Unfortunately, the recession had indeed begun. Gap's sales continued to decline. The stock fell 55% to $15 in the beginning of September. Things would have been bad for the client if he or she had bought the shares outright, but he or she would have been in even worse shape if he or she bought half using $17,000 cash and used a $17,000 margin loan with 8% interest to buy the rest. In stead of just being left with $16,000 worth of stock, investor would have to sell the rest of his or her shares and pony up another $1,340 just to cover the $17,000 he or she borrowed plus the interest the loan accrued.)
Options
First of all, some people confuse options contracts with futures contracts, since they're both derived from underlying commodities, currencies or financial instruments like Treasury bonds or stocks. But there are important differences. A futures contract is a legal pact in which the purchaser agrees to buy or sell a certain amount of the underlying instrument at a set date in the future. That makes them incredibly risky, because the holder is required to live up to the contract no matter what's happened in the market.
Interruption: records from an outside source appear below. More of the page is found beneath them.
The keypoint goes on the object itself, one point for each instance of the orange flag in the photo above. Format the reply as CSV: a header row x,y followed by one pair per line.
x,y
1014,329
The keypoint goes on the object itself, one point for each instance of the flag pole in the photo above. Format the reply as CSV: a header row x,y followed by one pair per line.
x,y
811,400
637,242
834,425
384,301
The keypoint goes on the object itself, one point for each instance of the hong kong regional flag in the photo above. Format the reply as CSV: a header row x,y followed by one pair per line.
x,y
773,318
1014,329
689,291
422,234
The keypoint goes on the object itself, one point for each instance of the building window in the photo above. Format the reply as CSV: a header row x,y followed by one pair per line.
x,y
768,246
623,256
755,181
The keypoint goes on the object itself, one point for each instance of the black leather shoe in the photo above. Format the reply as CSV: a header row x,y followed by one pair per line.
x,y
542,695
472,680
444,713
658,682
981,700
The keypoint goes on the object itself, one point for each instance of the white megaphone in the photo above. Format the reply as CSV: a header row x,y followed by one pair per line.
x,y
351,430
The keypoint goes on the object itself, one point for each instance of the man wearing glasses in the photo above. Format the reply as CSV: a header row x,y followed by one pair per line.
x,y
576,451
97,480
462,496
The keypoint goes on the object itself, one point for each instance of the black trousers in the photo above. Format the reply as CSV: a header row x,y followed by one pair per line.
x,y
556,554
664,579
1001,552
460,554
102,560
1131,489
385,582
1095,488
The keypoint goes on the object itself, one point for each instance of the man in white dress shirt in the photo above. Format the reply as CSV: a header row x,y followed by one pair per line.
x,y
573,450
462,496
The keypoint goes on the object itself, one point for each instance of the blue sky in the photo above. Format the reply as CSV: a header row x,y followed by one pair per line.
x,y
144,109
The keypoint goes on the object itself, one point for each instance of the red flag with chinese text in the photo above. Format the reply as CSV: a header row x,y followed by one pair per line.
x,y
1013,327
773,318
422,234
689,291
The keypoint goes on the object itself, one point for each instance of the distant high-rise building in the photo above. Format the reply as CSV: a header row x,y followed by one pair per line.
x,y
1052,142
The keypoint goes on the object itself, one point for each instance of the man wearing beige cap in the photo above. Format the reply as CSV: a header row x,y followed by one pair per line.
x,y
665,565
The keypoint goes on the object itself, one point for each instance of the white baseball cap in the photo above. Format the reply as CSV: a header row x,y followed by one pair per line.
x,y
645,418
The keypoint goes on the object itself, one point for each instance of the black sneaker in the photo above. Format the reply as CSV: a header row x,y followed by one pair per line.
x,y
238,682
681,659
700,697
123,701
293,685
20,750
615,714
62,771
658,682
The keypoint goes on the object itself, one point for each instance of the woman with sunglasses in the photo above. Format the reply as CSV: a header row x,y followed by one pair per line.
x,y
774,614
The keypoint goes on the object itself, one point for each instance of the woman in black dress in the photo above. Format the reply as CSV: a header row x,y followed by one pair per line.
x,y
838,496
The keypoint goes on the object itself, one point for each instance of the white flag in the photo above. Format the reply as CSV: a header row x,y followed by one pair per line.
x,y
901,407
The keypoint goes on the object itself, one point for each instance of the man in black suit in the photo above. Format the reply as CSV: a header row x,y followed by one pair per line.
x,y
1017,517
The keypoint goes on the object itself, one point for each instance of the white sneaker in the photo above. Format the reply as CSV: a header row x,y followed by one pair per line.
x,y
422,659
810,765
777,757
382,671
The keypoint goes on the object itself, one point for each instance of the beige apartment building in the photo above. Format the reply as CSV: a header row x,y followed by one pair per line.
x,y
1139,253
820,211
Option contracts, by contrast, give buyers the option of exercising the contract at their own discretion. In other words, they offer a choice. There are options on stocks, bonds, commodities, interest rates and currencies. Let’s stick with stock options since that's what interests most individual investors.
When client purchases an option, it gives him or her the right to buy or sell a certain number of shares of the stock in question at a predetermined price (the „strike price“), before or at the contract's expiration date. For this right, client pays the seller a fee, called a „premium,“ which is a tiny fraction of the shares' market value. During the life of the contract, client controls the shares in question. Contracts can last anywhere from one month to three years. (Options more than nine months in duration are called Long-Term Equity Anticipation Securities, or Leaps. They trade just like options.)
Puts and Calls
There are two kinds of option contracts: a put and a call. A put is an option that gives the buyer the right to sell the underlying stock; a call is an option giving the buyer the right to buy the underlying stock.
People generally use puts to hedge their bets. They're paying money now for the right to sell a certain number of shares later at a price agreed on today.
Call options are contracts in which the buyer pays for the right to purchase shares at a certain date in the future. These are often used to take a long position in a stock without actually buying the shares now.